Dann mit 14 steige ich auf das Dach unseres Wohngebäudes. Ich denke nicht nach und springe einfach. Krankenhaus. 2 gebrochene Rippen und eine Gehirnerschütterung. Meine Eltern kommen und umarmen mich. Ich bin angeekelt. Zu Hause sprechen sie dann nicht mehr mit mir keine Beleidigungen keine Gewalt mehr.

Bin zwar froh darüber, aber die Minderwertigkeitskomplexe bleiben, sowie der Hass auf alles an mir und der Wunsch keine Aufmerksamkeit auf mich ziehen zu wollen. Ich gehe davon aus das Grundsätzlich alle Menschen mir, was Schlechtes wollen. (Was schwachsinnig ist aber es ist irgendwie ein fundamentaler Teil meines Charakters geworden – Misstrauen.) Ich habe einige wenige Freunde und tue mich schwer neue Leute kennenzulernen. Bin dann immer sehr wortkarg.

Mittlerweile bin ich 25 und ziehe mich wie eine Schildkröte in meinen Panzer zurück, wenn es um das Thema Kindheit oder andere unangenehme Dinge geht, über die ich nicht sprechen will. Irgendwie traurig, dass ich emotional immer noch so sehr hadere und meine Entwicklung stagniere nur, weil ich nicht darüber sprechen will.

Ist es besser geworden? Vielleicht… Ich weiß es nicht. Bewerte es jeden Tag neu.

Manchmal wenn ich in der Bahn sitze und wieder Jugendlich zu mir blicken und mich auslachen oder Dinge wie: „Der stinkt bestimmt nach Curry“ sagen keimt der ganze Hass in mir wieder auf.

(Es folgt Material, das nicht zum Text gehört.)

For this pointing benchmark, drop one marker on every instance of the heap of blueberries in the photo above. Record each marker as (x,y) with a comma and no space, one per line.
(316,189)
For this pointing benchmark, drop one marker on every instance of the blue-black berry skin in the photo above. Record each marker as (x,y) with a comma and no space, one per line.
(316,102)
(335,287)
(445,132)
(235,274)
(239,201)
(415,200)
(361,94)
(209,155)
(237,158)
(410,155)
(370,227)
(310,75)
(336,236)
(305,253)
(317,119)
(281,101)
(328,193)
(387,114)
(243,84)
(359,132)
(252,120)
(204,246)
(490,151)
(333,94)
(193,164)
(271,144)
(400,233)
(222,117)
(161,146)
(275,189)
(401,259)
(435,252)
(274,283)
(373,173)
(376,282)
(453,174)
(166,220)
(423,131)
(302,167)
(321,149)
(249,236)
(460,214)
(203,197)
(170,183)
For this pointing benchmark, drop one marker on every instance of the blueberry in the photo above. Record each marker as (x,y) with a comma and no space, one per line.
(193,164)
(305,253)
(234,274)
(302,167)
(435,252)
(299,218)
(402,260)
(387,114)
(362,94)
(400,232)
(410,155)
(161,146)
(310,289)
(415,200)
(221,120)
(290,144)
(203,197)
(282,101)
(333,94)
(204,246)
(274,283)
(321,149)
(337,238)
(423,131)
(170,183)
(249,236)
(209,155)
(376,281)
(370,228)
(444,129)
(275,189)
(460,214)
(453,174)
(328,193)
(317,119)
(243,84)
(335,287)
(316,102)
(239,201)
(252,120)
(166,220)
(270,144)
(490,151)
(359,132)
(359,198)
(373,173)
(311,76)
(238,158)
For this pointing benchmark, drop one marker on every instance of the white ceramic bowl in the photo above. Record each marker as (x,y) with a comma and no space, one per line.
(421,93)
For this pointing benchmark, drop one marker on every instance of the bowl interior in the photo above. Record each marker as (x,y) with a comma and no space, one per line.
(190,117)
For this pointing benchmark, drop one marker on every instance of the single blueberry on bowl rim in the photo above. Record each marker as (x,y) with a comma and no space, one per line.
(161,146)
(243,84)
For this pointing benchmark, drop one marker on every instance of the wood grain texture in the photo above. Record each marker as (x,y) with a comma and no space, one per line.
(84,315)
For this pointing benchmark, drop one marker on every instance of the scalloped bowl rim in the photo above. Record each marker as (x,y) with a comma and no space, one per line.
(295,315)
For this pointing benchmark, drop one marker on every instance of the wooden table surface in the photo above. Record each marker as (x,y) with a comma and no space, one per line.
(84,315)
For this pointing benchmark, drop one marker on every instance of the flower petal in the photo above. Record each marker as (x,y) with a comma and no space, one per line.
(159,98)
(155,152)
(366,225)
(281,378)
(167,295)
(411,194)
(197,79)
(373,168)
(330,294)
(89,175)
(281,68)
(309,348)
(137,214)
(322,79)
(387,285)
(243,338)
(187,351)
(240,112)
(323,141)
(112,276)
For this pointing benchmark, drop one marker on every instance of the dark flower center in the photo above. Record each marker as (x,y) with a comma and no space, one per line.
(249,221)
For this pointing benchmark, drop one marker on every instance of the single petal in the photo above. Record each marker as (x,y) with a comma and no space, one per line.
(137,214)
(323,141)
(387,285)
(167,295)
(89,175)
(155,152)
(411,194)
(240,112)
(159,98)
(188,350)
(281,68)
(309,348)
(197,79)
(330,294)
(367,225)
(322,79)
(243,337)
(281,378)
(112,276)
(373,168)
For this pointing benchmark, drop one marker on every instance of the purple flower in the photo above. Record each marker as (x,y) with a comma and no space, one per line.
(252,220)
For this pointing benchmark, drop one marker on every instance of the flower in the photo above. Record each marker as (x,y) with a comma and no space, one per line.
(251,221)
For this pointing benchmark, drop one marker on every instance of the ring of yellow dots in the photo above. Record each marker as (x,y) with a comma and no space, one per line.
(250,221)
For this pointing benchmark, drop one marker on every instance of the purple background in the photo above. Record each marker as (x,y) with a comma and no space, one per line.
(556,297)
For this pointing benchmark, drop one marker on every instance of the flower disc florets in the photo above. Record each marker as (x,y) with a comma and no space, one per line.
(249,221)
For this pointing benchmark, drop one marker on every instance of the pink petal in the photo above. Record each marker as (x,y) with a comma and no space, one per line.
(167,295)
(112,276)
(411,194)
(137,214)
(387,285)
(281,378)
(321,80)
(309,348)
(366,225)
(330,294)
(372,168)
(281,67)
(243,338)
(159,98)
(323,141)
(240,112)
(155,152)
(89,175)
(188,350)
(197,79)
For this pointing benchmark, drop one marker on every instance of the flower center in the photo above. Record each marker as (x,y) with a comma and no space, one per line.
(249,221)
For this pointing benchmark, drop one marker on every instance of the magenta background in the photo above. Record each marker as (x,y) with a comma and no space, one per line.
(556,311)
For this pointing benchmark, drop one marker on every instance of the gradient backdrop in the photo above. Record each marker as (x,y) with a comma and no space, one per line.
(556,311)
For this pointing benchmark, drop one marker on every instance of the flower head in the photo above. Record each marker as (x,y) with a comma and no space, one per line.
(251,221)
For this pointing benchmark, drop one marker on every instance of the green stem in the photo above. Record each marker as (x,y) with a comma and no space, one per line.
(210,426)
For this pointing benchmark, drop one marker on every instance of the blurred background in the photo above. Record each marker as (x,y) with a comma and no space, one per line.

Aber auf der anderen Seite gibt es dann doch die ein oder andere Person die sich neben einen setzt mit Interesse und Freude und ein Gespräch anfängt und plötzlich merkt man dann doch wie ein warmes Gefühl sich in der Brust breitmacht, das schon lange Vergessen zu sein schien.